It’s May 20th, Again

May 20th, 2017

2:10 p.m. EST

I was going to let it go today.  I wasn’t going to be public or discuss with anyone about today’s date, May 20th, and its significance to me.  I thought I needed to let today be just another day in May.  I wondered why in the past I had felt the desire to say it aloud, to write it down and share it publicly.  I had dialogue with myself about this.  I told myself just remember May 20th, 2003 at 11:10 a.m. and let it be your memory.  My sister and I always send a simple text, “I love you” on May 20th each year.  We know this date is always hard. 

This morning my daughter and I went to breakfast, and we were talking about life. Somehow death became the bookend of our conversation.  Maybe subconsciously I wanted to talk to her about today, to share my memory.  So, I told her that in an hour 11:10 a.m. Central Standard Time would be the exact time Memommy died 14 years ago today.  My mother, her Memommy.  She began to ask me questions about that day.  She didn’t know that I had watched my mother die.  I have never discussed it with her.  I have only repeated the entire experience one time.  The week after my mother died I gave a friend of mine a detailed account.  The experience of watching my mother die. 
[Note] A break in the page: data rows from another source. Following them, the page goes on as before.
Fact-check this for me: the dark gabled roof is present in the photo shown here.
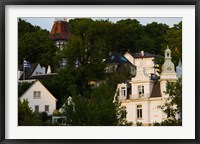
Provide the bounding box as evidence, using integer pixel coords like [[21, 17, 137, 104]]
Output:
[[127, 52, 156, 58], [150, 81, 162, 98], [19, 63, 38, 80], [30, 73, 57, 79], [104, 52, 133, 65], [133, 52, 155, 58], [49, 21, 71, 41]]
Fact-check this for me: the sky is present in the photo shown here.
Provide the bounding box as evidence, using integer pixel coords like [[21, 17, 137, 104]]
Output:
[[22, 17, 182, 31]]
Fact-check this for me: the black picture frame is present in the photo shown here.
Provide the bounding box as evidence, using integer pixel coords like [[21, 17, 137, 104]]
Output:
[[0, 0, 200, 144]]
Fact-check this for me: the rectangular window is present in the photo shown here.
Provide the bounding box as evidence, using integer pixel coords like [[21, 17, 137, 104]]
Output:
[[44, 105, 49, 112], [33, 91, 41, 99], [137, 105, 142, 118], [35, 105, 39, 112], [121, 87, 126, 96], [138, 86, 144, 96]]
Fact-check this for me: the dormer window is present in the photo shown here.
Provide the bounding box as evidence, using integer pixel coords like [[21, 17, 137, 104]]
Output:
[[138, 85, 144, 96], [121, 87, 126, 96], [33, 91, 41, 99], [167, 53, 169, 57]]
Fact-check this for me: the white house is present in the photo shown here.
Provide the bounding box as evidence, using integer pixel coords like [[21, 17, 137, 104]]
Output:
[[115, 48, 180, 125], [20, 80, 57, 115]]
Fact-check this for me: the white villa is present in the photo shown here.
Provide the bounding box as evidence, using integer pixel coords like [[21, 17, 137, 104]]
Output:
[[115, 48, 182, 125]]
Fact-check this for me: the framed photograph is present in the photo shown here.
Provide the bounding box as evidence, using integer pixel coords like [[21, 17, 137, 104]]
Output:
[[0, 0, 200, 144]]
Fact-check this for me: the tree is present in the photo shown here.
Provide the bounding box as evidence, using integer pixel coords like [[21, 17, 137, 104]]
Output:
[[61, 84, 130, 126], [164, 22, 182, 65], [154, 78, 182, 126]]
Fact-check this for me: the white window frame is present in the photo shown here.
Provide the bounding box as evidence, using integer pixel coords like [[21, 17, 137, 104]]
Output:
[[138, 85, 144, 96], [33, 91, 41, 99], [136, 105, 142, 119], [44, 105, 49, 112], [35, 105, 40, 112], [120, 87, 126, 97]]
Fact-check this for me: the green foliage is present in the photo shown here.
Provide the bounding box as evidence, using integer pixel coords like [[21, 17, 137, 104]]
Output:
[[166, 77, 182, 118], [165, 22, 182, 65], [61, 84, 131, 126], [153, 55, 165, 74], [153, 78, 182, 126]]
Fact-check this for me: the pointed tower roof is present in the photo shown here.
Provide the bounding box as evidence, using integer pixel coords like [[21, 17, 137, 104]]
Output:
[[49, 19, 71, 41]]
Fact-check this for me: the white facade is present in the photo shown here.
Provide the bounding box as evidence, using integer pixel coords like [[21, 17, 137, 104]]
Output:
[[20, 81, 57, 115], [115, 48, 177, 125], [32, 64, 46, 76]]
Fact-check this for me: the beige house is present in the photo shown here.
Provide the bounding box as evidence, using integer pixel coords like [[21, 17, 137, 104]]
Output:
[[20, 80, 57, 115]]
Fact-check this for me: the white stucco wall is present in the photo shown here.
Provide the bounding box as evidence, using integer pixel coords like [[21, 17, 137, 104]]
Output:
[[124, 52, 135, 65], [20, 81, 57, 114], [32, 64, 45, 75], [130, 82, 153, 99], [122, 98, 165, 125], [135, 58, 156, 75]]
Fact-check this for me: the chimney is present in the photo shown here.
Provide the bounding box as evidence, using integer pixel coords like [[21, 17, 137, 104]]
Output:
[[47, 65, 51, 74]]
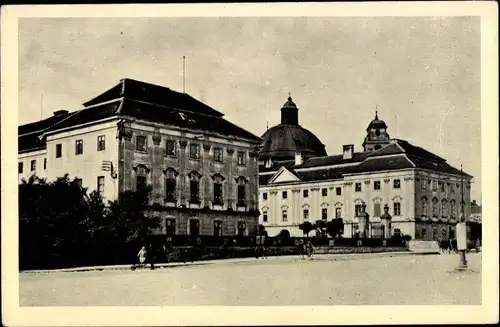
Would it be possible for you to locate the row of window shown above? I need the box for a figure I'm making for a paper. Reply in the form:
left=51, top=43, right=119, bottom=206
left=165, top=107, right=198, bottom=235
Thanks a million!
left=17, top=158, right=47, bottom=174
left=136, top=135, right=247, bottom=165
left=421, top=197, right=457, bottom=217
left=165, top=218, right=247, bottom=236
left=420, top=178, right=460, bottom=193
left=262, top=179, right=401, bottom=200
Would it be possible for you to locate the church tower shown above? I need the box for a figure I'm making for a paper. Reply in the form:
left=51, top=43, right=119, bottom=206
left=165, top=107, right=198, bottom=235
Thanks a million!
left=363, top=111, right=390, bottom=151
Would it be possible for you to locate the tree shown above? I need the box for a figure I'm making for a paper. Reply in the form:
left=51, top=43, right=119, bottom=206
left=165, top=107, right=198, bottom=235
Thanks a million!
left=299, top=221, right=314, bottom=237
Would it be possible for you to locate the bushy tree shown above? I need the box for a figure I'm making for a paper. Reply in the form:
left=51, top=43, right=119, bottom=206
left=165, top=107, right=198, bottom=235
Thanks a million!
left=299, top=221, right=314, bottom=237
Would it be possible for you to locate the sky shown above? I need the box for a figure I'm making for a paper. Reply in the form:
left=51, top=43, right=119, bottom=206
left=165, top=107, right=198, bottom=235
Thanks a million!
left=18, top=16, right=481, bottom=203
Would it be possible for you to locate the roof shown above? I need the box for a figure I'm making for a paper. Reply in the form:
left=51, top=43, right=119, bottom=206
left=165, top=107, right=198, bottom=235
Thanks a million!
left=259, top=140, right=472, bottom=185
left=18, top=79, right=262, bottom=152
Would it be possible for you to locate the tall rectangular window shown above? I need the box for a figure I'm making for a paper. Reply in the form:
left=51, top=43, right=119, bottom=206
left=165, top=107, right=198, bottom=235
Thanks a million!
left=97, top=135, right=106, bottom=151
left=165, top=140, right=177, bottom=157
left=190, top=180, right=200, bottom=203
left=214, top=148, right=222, bottom=162
left=135, top=135, right=148, bottom=152
left=56, top=144, right=62, bottom=158
left=97, top=176, right=104, bottom=198
left=214, top=183, right=222, bottom=205
left=238, top=151, right=247, bottom=166
left=373, top=203, right=380, bottom=217
left=238, top=185, right=246, bottom=205
left=75, top=140, right=83, bottom=156
left=189, top=144, right=200, bottom=160
left=394, top=202, right=401, bottom=216
left=393, top=179, right=401, bottom=188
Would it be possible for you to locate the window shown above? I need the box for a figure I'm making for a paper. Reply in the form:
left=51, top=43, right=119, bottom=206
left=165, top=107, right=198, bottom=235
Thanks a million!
left=432, top=198, right=439, bottom=217
left=165, top=140, right=177, bottom=157
left=393, top=179, right=401, bottom=188
left=135, top=176, right=147, bottom=190
left=373, top=203, right=380, bottom=217
left=97, top=176, right=104, bottom=198
left=75, top=140, right=83, bottom=155
left=441, top=199, right=448, bottom=217
left=237, top=177, right=247, bottom=206
left=165, top=219, right=175, bottom=236
left=354, top=204, right=363, bottom=217
left=189, top=144, right=200, bottom=160
left=238, top=151, right=246, bottom=166
left=214, top=148, right=222, bottom=162
left=165, top=169, right=177, bottom=202
left=394, top=202, right=401, bottom=216
left=281, top=209, right=288, bottom=221
left=135, top=135, right=148, bottom=152
left=56, top=144, right=62, bottom=158
left=214, top=220, right=222, bottom=236
left=450, top=200, right=457, bottom=217
left=97, top=135, right=106, bottom=151
left=214, top=175, right=222, bottom=205
left=422, top=197, right=429, bottom=216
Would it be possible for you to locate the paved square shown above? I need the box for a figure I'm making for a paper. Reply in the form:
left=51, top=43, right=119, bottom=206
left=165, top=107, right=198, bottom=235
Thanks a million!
left=20, top=253, right=481, bottom=306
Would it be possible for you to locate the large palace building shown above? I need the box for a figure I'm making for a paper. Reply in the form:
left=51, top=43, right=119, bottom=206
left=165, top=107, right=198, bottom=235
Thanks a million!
left=18, top=79, right=262, bottom=235
left=259, top=97, right=472, bottom=240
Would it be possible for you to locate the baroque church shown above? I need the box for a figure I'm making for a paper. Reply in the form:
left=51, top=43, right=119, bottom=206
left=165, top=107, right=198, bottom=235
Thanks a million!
left=259, top=97, right=473, bottom=240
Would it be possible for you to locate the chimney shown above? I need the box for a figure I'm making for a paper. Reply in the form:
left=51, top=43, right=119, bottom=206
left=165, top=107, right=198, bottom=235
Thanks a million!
left=295, top=151, right=304, bottom=166
left=343, top=144, right=354, bottom=160
left=54, top=110, right=69, bottom=116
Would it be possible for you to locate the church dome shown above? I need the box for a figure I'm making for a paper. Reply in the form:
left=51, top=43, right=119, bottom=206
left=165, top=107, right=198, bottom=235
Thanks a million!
left=260, top=97, right=326, bottom=161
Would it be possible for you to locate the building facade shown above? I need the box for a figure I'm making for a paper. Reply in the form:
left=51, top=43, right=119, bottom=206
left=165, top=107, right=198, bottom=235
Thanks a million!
left=18, top=79, right=261, bottom=236
left=259, top=101, right=472, bottom=240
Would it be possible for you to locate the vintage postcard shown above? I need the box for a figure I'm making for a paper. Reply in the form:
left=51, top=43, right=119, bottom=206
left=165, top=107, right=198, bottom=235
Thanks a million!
left=1, top=1, right=498, bottom=326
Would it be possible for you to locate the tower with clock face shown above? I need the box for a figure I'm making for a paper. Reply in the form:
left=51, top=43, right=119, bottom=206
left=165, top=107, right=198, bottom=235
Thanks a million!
left=363, top=111, right=390, bottom=151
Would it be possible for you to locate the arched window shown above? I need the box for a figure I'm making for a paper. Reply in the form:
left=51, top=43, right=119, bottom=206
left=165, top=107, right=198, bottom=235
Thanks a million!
left=432, top=198, right=439, bottom=217
left=441, top=199, right=448, bottom=217
left=421, top=196, right=429, bottom=217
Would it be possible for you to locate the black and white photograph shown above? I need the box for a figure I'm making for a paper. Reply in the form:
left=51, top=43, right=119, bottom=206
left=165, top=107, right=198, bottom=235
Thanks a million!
left=1, top=1, right=498, bottom=326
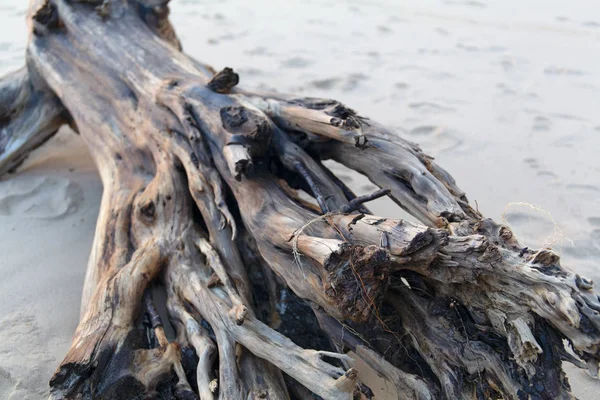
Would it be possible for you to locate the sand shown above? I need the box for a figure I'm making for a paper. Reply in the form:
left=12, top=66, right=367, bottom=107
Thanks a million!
left=0, top=0, right=600, bottom=400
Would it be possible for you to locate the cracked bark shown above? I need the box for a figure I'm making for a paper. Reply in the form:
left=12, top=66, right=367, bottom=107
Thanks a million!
left=0, top=0, right=600, bottom=399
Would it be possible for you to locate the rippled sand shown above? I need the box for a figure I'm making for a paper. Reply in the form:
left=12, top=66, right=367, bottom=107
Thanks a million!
left=0, top=0, right=600, bottom=399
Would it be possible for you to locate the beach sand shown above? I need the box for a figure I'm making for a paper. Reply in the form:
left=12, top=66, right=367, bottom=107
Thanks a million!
left=0, top=0, right=600, bottom=400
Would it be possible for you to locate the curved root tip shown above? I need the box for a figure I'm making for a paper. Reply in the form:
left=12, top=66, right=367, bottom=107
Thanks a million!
left=587, top=359, right=600, bottom=380
left=208, top=379, right=219, bottom=393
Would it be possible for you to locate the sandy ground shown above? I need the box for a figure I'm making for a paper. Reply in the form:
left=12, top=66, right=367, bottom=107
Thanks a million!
left=0, top=0, right=600, bottom=400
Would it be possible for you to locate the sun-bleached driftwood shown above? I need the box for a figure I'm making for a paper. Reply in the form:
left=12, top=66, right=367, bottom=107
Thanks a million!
left=0, top=0, right=600, bottom=399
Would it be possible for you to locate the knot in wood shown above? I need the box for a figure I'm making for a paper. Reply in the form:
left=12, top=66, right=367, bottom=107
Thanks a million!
left=33, top=0, right=63, bottom=35
left=206, top=67, right=240, bottom=94
left=221, top=106, right=272, bottom=156
left=140, top=201, right=156, bottom=224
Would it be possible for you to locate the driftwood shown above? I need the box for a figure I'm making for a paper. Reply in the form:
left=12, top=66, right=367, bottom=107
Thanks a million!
left=0, top=0, right=600, bottom=399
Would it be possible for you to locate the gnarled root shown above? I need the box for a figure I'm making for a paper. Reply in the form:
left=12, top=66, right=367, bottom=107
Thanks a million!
left=0, top=0, right=600, bottom=399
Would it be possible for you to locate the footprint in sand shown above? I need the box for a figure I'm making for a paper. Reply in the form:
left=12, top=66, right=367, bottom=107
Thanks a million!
left=0, top=176, right=83, bottom=219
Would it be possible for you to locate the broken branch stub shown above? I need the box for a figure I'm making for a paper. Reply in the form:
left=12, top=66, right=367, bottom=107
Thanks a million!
left=0, top=0, right=600, bottom=400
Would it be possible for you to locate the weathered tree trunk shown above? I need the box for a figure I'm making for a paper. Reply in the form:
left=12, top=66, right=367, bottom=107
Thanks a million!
left=0, top=0, right=600, bottom=399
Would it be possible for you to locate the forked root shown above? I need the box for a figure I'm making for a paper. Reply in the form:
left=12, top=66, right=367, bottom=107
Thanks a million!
left=0, top=0, right=600, bottom=400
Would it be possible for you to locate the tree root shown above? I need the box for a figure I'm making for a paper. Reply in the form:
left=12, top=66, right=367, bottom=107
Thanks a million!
left=0, top=0, right=600, bottom=400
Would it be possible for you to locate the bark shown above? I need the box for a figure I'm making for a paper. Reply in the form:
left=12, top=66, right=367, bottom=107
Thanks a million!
left=0, top=0, right=600, bottom=399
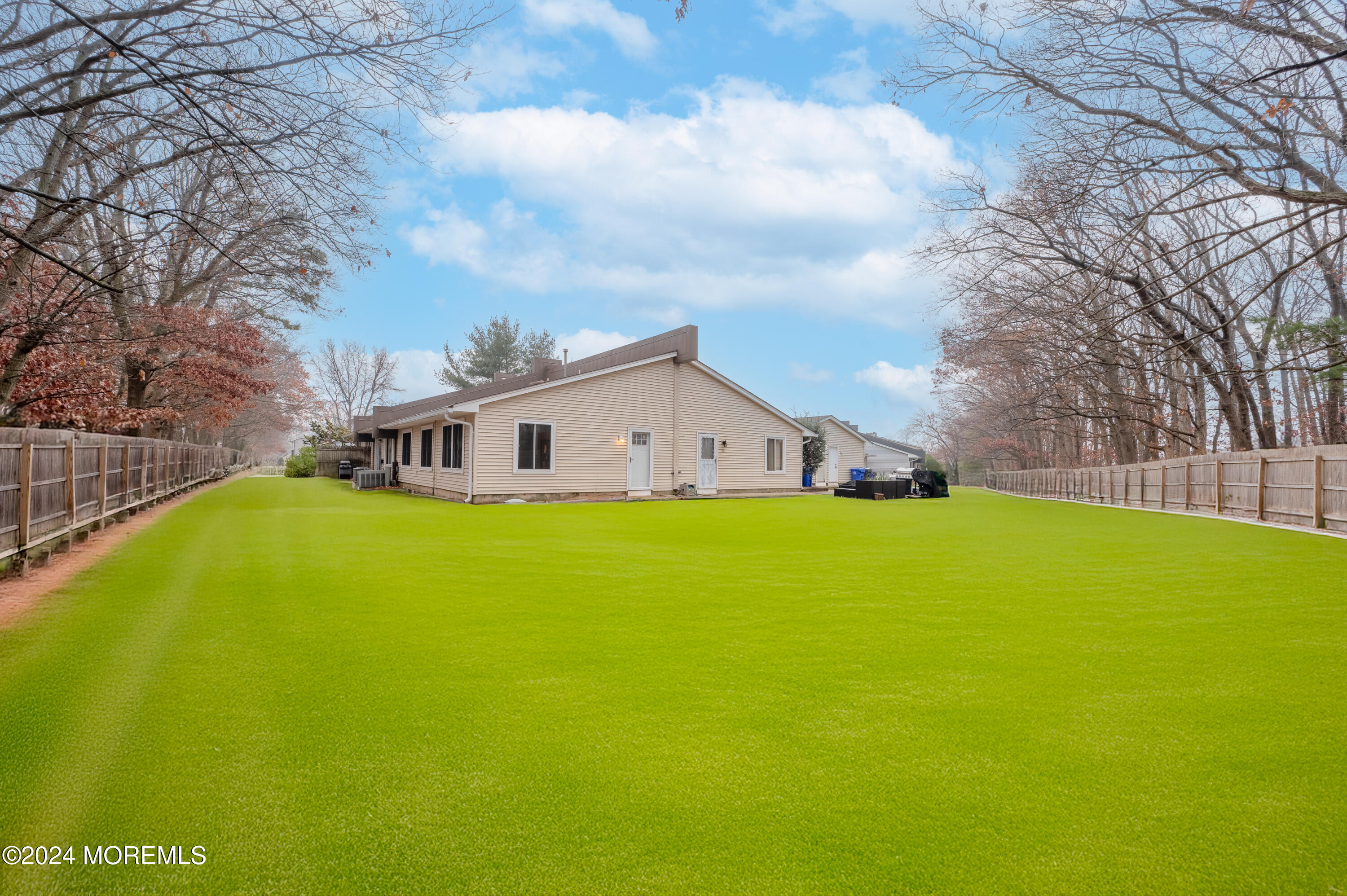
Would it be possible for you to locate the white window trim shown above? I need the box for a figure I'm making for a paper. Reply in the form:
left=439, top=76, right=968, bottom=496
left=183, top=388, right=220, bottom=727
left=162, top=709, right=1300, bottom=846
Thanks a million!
left=628, top=426, right=655, bottom=492
left=439, top=420, right=466, bottom=473
left=412, top=426, right=435, bottom=470
left=762, top=435, right=785, bottom=476
left=509, top=416, right=556, bottom=476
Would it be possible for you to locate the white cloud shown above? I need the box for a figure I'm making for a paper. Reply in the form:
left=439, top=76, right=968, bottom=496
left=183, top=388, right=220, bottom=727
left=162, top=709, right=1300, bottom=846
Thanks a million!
left=562, top=89, right=602, bottom=109
left=401, top=79, right=955, bottom=326
left=855, top=361, right=931, bottom=403
left=392, top=349, right=449, bottom=403
left=787, top=361, right=832, bottom=382
left=758, top=0, right=919, bottom=38
left=810, top=47, right=880, bottom=102
left=556, top=327, right=640, bottom=361
left=457, top=38, right=566, bottom=112
left=524, top=0, right=659, bottom=59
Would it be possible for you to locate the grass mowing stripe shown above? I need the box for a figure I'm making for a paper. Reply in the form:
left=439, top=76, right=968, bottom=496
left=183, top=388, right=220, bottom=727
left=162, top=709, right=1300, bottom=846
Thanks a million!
left=0, top=480, right=1347, bottom=893
left=1, top=496, right=228, bottom=843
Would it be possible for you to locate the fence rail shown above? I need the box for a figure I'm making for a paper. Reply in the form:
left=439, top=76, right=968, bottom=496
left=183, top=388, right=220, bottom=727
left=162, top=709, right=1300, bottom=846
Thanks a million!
left=985, top=444, right=1347, bottom=532
left=0, top=427, right=242, bottom=559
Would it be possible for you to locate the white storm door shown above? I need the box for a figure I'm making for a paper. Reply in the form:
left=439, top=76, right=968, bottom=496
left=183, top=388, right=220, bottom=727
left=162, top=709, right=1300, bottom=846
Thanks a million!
left=626, top=430, right=653, bottom=492
left=696, top=432, right=718, bottom=489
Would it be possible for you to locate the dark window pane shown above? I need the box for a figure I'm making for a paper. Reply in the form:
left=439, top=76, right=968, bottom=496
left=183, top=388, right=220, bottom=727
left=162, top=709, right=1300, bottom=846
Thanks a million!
left=519, top=423, right=533, bottom=470
left=533, top=423, right=552, bottom=470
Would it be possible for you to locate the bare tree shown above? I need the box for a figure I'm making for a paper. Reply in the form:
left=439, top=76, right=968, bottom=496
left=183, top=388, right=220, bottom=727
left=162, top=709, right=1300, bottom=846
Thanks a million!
left=0, top=0, right=490, bottom=407
left=889, top=0, right=1347, bottom=466
left=311, top=339, right=401, bottom=430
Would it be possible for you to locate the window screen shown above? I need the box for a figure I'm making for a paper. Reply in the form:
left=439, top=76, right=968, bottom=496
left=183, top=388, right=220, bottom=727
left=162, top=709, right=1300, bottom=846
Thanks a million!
left=516, top=423, right=552, bottom=470
left=766, top=439, right=785, bottom=473
left=439, top=423, right=463, bottom=470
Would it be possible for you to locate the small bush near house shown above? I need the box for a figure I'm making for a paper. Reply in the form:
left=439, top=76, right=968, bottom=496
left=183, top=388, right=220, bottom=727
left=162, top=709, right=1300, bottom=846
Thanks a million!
left=286, top=444, right=318, bottom=479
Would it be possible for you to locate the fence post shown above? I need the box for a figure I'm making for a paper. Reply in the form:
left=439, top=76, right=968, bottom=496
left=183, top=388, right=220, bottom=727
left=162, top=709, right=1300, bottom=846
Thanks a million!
left=19, top=442, right=32, bottom=549
left=1257, top=454, right=1268, bottom=522
left=98, top=439, right=108, bottom=514
left=1315, top=454, right=1324, bottom=530
left=1216, top=457, right=1220, bottom=516
left=66, top=434, right=75, bottom=526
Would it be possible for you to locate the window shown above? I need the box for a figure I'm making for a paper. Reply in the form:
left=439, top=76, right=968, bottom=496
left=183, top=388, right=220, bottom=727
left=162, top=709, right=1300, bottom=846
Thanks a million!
left=515, top=420, right=552, bottom=473
left=439, top=423, right=463, bottom=470
left=766, top=436, right=785, bottom=473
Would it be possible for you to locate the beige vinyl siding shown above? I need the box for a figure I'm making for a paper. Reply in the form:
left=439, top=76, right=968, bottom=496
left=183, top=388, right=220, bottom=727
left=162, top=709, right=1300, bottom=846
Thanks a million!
left=477, top=360, right=801, bottom=496
left=823, top=419, right=866, bottom=483
left=679, top=364, right=804, bottom=492
left=865, top=442, right=912, bottom=473
left=474, top=361, right=674, bottom=495
left=397, top=422, right=473, bottom=497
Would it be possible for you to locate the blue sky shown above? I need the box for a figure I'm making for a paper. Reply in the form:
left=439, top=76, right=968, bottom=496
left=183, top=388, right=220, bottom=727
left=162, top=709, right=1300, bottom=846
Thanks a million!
left=303, top=0, right=986, bottom=434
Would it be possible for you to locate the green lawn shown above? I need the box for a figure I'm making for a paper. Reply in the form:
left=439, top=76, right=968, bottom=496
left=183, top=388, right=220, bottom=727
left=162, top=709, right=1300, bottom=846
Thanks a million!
left=0, top=479, right=1347, bottom=893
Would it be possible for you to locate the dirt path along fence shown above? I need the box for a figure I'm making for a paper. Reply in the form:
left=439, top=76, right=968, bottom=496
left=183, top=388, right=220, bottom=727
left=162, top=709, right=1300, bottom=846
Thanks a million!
left=0, top=427, right=244, bottom=561
left=985, top=444, right=1347, bottom=532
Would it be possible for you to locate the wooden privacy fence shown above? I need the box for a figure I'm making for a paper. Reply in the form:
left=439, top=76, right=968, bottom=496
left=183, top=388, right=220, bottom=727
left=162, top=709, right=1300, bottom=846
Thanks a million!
left=0, top=427, right=241, bottom=559
left=986, top=444, right=1347, bottom=532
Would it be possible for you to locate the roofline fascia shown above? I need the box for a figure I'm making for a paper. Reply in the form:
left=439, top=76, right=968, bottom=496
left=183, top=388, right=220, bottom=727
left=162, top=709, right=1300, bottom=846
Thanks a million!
left=803, top=413, right=925, bottom=456
left=379, top=351, right=679, bottom=430
left=688, top=361, right=814, bottom=434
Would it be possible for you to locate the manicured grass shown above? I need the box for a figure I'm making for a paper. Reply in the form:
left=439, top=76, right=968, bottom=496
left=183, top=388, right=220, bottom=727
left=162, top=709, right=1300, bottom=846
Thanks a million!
left=0, top=479, right=1347, bottom=893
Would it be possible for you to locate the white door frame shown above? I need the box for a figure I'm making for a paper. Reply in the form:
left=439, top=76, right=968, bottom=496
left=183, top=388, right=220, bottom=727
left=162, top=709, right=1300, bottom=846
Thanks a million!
left=626, top=426, right=655, bottom=496
left=696, top=432, right=721, bottom=495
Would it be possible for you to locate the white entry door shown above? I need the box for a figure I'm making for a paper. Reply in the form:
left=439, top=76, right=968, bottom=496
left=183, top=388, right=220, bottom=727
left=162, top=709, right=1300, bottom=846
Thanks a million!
left=696, top=432, right=719, bottom=492
left=626, top=430, right=653, bottom=492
My daughter’s question was, “Did they take Memommy off the machine and then she died?” 

No, there was no machine.  My mother died at home surrounded by her mother (my Nana), my daddy, my sister, four of her sisters (one sister and her brother did not arrive in time), my daddy’s sister, and me.  I was there. 

I always felt that her death was hers.  I didn’t want to discuss something so private.  The memory I usually share is that it is the most beautiful experience to watch someone die and yet, it is the most gut-wrenching experience.  It is a paradox.  A contradiction.  The incongruity of begging someone to stay and then, letting that person go by assuring them that we will all be ok.  The ones left behind.  The living. 

I just remember watching her pain and wanting it to go away.  To stop.  I wanted her damn pain to stop.  I wanted my beautiful young 59-year-old mother to sit up and be ok.  To laugh. To boss me around.  To tell me what to do.  But, she didn’t.  She just cried out in pain.  So, there in my parent’s bedroom the hospice nurse continued to administer medication to my mother to ease her pain. 

I remember my mother’s face looking at my daddy.  He told her, “It’s ok, baby.  It’s ok.  You can go.  We will all be ok.  I will take care of Cookie and Karla. And, I will be ok. We are all here, and we will all be ok.”  Her mother, my Nana, comforted her and told her she loved her.  We all told her we loved her and that it was ok.  I didn’t really mean it.  I was only 40 years old.  My sister was only 33.  Our children were young.  Too young not to have her, their Memommy.  Our mother.  It wasn’t ok, but I knew that her pain was worse than death.  So, then, it was ok.  My mother, always the pleaser, had all of our permission to go.  To die.  She did just that on May 20th, 2003 at 11:10 a.m. 

On Tasting Grief

 

My grief made me vomit sobs.

The pain was not palatable.

Repulsive pain.
The kind of pain that will make you hate.
Bitter.
That sick taste.
My grief made me vomit sobs.
Like a virus that lingers.
Cast out this substance.
Still shaky on my feet.
Time is what it takes to swallow life again.